For more RSS services have a look at this page info.
#install the libraries if necessary
if(!require("tidyverse")) install.packages("tidyverse")
if(!require("XML")) install.packages("XML")
if(!require("jsonlite")) install.packages("jsonlite")
if(!require("sf")) install.packages("sf")
if(!require("rnaturalearth")) install.packages("rnaturalearth")
#packages for functions
library(tidyverse) #+plotting
library(XML)
library(jsonlite)
#packages for plotting
library(sf)
library(rnaturalearth)
#functions
source("meteo_daily_download.R") #meteo download
source("lightning_download.R") #lightning download
#station details
load("altabaja.RData")
load("idestaciones.RData")
load("idparametros.RData")The following tables include important details about station ids, longitude, latitude, operative stations, available variables, etc.
#stations id + latlon + place
str(idestaciones)## 'data.frame': 149 obs. of 8 variables:
## $ concello : chr "A CORUÑA" "A CORUÑA" "A CORUÑA" "ABEGONDO" ...
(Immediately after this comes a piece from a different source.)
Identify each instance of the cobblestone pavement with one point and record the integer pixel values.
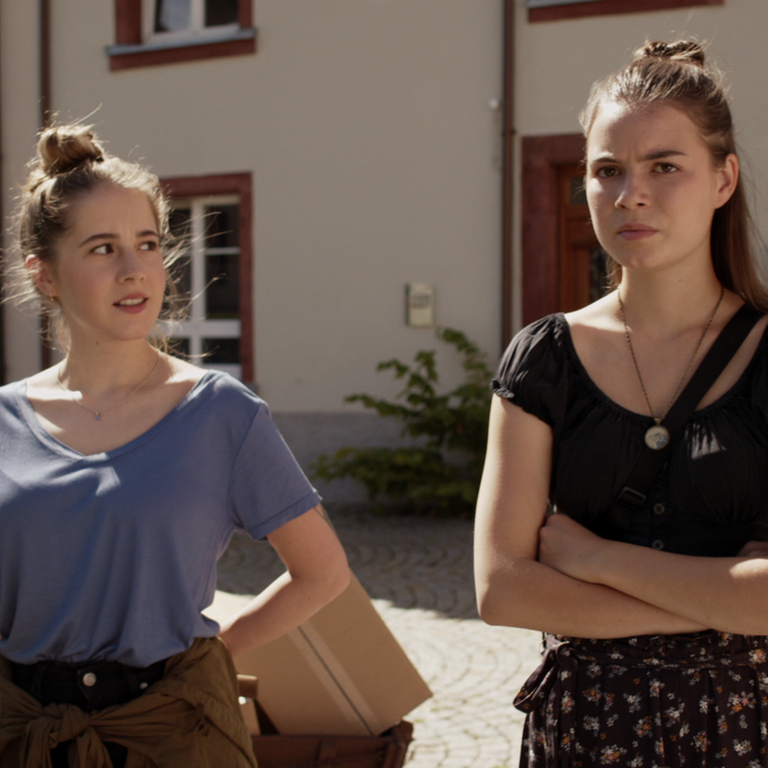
(418, 572)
## $ estacion : chr "Coruña-Torre de Hércules" "Coruña-Dique" "Coruña-Bens" "Mabegondo" ...
## $ idEstacion: int 10157 14000 14010 10045 14003 10144 19005 19012 10095 10800 ...
## $ lat : num 43.4 43.4 43.4 43.2 43.3 ...
## $ lon : num -8.41 -8.37 -8.44 -8.26 -8.53 ...
## $ provincia : chr "A Coruña" "A Coruña" "A Coruña" "A Coruña" ...
## $ utmx : chr "547855.0" "550664.0" "545224.0" "559899.0" ...
## $ utmy : chr "4803491.0" "4801545.0" "4801320.0" "4787883.0" ...
#information about which stations are operative (FechAlta: from, FechaBaja: to)
str(altabaja)## 'data.frame': 171 obs. of 4 variables:
## $ IdEstacion : num 10045 10046 10047 10048 10049 ...
## $ NombreEstacion: Factor w/ 171 levels "A Armenteira",..: 86 88 119 103 51 47 100 36 71 89 ...
## $ FechaAlta : Date, format: "2000-01-18" "2000-02-03" ...
## $ FechaBaja : Date, format: NA NA ...
#id_names for all available variables
str(idparametros)## 'data.frame': 2900 obs. of 14 variables:
## $ ID : chr "ID10157" "ID10157" "ID10157" "ID10157" ...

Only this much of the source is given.